Tumeric Chickpea Buddha Bowl Recipe

This Turmeric Chickpea Buddha Bowl is the ultimate, healthy bowl meal! It’s loaded with nutrient-dense superfoods and drizzled with a creamy, lemon-tahini dressing. Everyone needs a Buddha bowl in their meal prep rotation. Come and get this!

Buddha bowls can have any number of raw and/or prepared vegetables or fruits, and various toppings.

Ingredients can include:

  • leafy greens such as kale or spinach
  • microgreens or sprouts
  • beans and legumes like chickpeas, black beans, or lentils
  • plant based proteins like tofu, tempe, or seitan
  • cooked grains such as quinoa or rice
  • raw or roasted vegetables and fruit
  • nuts and seeds
  • topping such as a dressing, dip, or spread

As you can imagine, the combos are endless. The goal is create a balanced selection of nutrient-dense ingredients with compatible flavors and textures that fill you up, and make you feel awesome!


For the cooked produce:
  • 2 Tbsp Extra Virgin Olive Oil
  • 1 Beet (diced)
  • 1 Sweet Potato (diced)
For the salad:
  • 4 cups Kale (massaged with a little Olive Oil until tender)
  • 1 cup cooked Quinoa
  • 2 Blood Oranges (peel removed, sliced)
  • 1 cup Pomegranate seeds
  • 1 Avocado (diced)
  • 1 cup Sprouts or Microgreens
  • 1/2 cup Walnuts
For the lemon tahini dressing:
  • 2 Tbsp Tahini
  • 1 Tbsp Lemon Juice
  • 1 Tbsp Water
  • pinch Lemon Zest
  • 1 Tbsp Water (to adjust consistency)
For the chickpeas:
  • 1 15oz can reduced sodium Chickpeas (rinsed, drained, paper towel dried)
  • 1 Tbsp Extra Virgin Olive Oil
  • 1 tsp Turmeric
  • 1/2 tsp Paprika
  • pinch Cayenne


For the cooked produce:

Heat oven to 400°; toss BEETS and SWEET POTATO in OLIVE OIL; place on baking sheet; bake 15 minutes, or until tender; set aside to cool.

For the salad:

Prepare each ingrdient (KALE, QUINOA, BLOOD ORANGE, POMEGRANATE, AVOCADO, SPROUTS, and WALNUTS); store separately until ready to use.

For the dressing:

In a small bowl, whisk together TAHINI, LEMON JUICE, WATER, AND LEMON ZEST until combined; if needed, adjust consistency by adding more tahini or water.

For the chickpeas:

In a small bowl, toss together CHICKPEAS, OLIVE OIL, TURMERIC, PAPRIKA, and CAYENNE until combined.

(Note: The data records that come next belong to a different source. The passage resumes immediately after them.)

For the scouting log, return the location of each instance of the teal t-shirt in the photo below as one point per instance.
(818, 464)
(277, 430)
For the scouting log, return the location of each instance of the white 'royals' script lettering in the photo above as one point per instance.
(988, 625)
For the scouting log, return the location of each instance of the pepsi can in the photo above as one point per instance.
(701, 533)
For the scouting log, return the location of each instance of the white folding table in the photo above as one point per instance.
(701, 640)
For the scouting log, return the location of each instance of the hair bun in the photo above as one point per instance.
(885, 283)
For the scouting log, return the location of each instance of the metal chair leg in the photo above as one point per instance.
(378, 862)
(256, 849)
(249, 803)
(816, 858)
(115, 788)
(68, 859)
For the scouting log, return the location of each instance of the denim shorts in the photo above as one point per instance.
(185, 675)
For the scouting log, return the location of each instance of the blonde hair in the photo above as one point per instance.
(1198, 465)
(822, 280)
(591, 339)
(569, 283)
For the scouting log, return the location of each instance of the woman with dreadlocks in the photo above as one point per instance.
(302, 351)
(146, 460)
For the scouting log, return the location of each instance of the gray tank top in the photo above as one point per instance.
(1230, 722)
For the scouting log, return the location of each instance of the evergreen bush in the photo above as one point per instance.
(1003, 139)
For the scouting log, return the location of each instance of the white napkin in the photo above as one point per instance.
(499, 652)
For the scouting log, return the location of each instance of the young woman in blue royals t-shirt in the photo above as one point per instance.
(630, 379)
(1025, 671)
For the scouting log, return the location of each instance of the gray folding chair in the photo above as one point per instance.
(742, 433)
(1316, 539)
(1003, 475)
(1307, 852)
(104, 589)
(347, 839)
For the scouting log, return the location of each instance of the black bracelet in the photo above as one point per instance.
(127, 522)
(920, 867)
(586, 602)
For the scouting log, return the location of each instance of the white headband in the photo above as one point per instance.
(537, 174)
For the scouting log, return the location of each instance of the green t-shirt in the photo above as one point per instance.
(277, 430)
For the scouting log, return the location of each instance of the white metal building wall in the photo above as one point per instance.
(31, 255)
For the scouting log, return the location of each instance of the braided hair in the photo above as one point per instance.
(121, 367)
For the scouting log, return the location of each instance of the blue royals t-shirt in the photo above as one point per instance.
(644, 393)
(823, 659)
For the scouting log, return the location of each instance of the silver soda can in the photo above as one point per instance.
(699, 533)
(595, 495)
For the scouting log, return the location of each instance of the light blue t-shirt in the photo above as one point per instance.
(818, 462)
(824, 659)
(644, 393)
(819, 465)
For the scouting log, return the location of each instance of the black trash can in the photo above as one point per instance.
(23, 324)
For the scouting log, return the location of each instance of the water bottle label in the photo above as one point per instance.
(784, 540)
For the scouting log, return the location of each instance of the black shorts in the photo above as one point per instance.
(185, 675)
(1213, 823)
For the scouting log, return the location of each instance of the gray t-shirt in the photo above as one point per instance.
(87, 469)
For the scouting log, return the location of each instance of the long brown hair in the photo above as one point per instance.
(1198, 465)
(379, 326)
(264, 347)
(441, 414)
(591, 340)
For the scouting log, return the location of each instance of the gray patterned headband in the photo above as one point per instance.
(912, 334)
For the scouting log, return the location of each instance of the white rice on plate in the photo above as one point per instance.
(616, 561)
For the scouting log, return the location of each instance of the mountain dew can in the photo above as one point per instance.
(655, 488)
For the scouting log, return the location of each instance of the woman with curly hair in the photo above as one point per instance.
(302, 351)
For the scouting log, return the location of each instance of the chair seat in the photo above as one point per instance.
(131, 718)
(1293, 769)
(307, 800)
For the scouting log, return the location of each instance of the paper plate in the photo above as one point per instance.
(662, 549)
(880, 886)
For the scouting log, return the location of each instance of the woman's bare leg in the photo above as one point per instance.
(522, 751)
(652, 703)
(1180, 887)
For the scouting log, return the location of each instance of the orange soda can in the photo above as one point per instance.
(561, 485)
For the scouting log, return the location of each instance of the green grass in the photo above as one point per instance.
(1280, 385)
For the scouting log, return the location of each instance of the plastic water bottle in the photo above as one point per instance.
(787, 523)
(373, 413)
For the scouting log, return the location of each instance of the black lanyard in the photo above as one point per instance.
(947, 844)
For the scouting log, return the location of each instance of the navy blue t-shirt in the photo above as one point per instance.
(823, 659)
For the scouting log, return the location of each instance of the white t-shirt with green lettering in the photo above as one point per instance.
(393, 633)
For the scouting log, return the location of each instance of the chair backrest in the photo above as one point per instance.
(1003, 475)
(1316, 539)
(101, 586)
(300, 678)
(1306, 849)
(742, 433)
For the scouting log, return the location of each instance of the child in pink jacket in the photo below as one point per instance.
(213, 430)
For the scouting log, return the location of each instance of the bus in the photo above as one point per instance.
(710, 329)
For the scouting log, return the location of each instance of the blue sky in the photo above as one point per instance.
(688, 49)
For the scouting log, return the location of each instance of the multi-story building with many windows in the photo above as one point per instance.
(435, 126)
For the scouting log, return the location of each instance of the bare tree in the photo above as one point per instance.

Heat a skillet over medium-high heat; add CHICKPEAS and saute 3-5 min until fragrant and warmed through, stirring as needed; allow to cool.

To serve:

Evenly divide ALL ingredients across 4 bowls and drizzle with lemon tahini dressing; serve immediately or store in airtight containers and refrigerate up to two days.